Zeugen sagen vor Gericht aus
Diesen Tathergang bestätigten am Freitag zwei Zeugen In ihren Aussagen. Demnach sei der Beschuldigte nach der Tat über die Gleise zu einem anderen Bahnsteig gegangen und habe das gestohlene Handy an der Bahnsteigkante weggelegt. Scheinbar, so einer der Zeugen, habe er es nicht mehr bei sich haben wollen. Ein weiterer Zeuge beschrieb, wie nach der Tat ein Reisender den 19-Jährigen festhielt. Dieser habe sich nicht gewehrt, keinerlei aggressives Verhalten gezeigt und sich einfach ergeben, so der Zeuge. Ein Polizist sagte aus, dass der Beschuldigte am Tag vor der Tat eine Gruppe Frauen am Bahnhof belästigt haben soll. Nur wenige Stunden vor der Tat sei er aus dem Polizeigewahrsam entlassen worden.
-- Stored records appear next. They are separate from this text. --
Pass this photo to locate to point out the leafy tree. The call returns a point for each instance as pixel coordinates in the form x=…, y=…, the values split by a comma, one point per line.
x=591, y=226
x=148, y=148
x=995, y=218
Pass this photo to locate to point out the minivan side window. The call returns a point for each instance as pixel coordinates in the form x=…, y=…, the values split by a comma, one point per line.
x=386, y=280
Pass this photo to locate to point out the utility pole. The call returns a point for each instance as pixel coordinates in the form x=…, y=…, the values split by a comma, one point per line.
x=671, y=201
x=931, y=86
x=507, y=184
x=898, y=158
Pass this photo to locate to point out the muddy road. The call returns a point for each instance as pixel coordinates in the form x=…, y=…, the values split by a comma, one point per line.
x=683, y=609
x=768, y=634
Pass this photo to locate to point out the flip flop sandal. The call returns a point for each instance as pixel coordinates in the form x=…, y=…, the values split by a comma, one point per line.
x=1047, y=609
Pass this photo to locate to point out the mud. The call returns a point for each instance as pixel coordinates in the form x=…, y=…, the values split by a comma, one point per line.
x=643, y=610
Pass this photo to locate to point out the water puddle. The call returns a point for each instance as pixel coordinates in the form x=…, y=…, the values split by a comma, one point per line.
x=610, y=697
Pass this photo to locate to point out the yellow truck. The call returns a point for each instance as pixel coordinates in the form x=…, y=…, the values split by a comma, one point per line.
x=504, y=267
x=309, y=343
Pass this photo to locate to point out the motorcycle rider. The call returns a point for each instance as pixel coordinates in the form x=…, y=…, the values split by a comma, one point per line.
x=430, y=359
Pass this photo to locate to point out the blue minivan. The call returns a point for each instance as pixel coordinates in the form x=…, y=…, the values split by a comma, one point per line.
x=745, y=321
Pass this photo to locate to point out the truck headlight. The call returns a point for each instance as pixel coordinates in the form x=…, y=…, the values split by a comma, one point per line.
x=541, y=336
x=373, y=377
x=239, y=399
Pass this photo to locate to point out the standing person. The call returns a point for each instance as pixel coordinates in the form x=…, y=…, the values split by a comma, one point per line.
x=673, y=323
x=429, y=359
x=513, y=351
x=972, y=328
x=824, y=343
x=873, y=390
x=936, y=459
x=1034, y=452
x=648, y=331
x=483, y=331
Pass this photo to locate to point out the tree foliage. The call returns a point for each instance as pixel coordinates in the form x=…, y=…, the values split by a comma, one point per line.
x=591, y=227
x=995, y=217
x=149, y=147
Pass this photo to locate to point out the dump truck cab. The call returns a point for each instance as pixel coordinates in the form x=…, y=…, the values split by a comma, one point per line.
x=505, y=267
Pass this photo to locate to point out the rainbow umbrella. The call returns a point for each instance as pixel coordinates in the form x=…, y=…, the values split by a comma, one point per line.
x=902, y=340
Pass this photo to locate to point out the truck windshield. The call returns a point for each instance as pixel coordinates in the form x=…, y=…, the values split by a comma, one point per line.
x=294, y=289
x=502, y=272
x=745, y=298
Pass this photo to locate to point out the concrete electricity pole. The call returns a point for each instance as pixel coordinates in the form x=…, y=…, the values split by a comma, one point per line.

Beschuldigter laut Gutachten möglicherweise psychisch krank
Der 19-Jährige gilt vor dem Landgericht Lüneburg nicht als Angeklagter, weil es sich nicht um einen Prozess, sondern ein Sicherungsverfahren handelt. Die Jugendkammer soll klären, ob der junge Mann in eine geschlossene Einrichtung eingewiesen wird. Ein psychiatrisches Gutachten hatte ergeben, dass er wegen einer psychischen Erkrankung nicht in der Lage gewesen sei, das Unrecht seiner Tat zu erkennen und danach zu handeln, heißt es vom Landgericht. Sollte sich in der Verhandlung bestätigen, dass der Mann tatsächlich psychisch krank sei, gehe es um die Einweisung in den Maßregelvollzug in einem psychiatrischen Krankenhaus für unbestimmte Zeit. "Das kann viele Jahre und unter Umständen länger dauern als die Verbüßung einer Freiheitsstrafe", erklärte der Gerichtssprecher.
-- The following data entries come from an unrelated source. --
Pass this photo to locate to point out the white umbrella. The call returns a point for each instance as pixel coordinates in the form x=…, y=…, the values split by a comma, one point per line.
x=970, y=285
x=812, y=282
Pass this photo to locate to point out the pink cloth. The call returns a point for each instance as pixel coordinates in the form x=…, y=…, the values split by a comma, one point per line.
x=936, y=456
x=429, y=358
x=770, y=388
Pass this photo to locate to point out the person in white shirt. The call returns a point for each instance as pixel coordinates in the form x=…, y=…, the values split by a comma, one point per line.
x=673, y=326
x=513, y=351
Gefahr für die Allgemeinheit
Im weiteren Verfahren soll ein psychiatrischer Sachverständiger aussagen. Er soll beurteilen, ob beziehungsweise inwiefern der aus Marokko stammende Beschuldigte aufgrund seiner Fluchtgeschichte traumatisiert und seines Drogenkonsums beeinträchtigt ist. Der Mann ist laut Gericht derzeit in einer psychiatrischen Einrichtung untergebracht, weil er für die Allgemeinheit als Gefahr gilt. Für das Verfahren sind sieben weitere Verhandlungstage festgesetzt. Ein Urteil wird für Anfang bis Mitte Februar erwartet.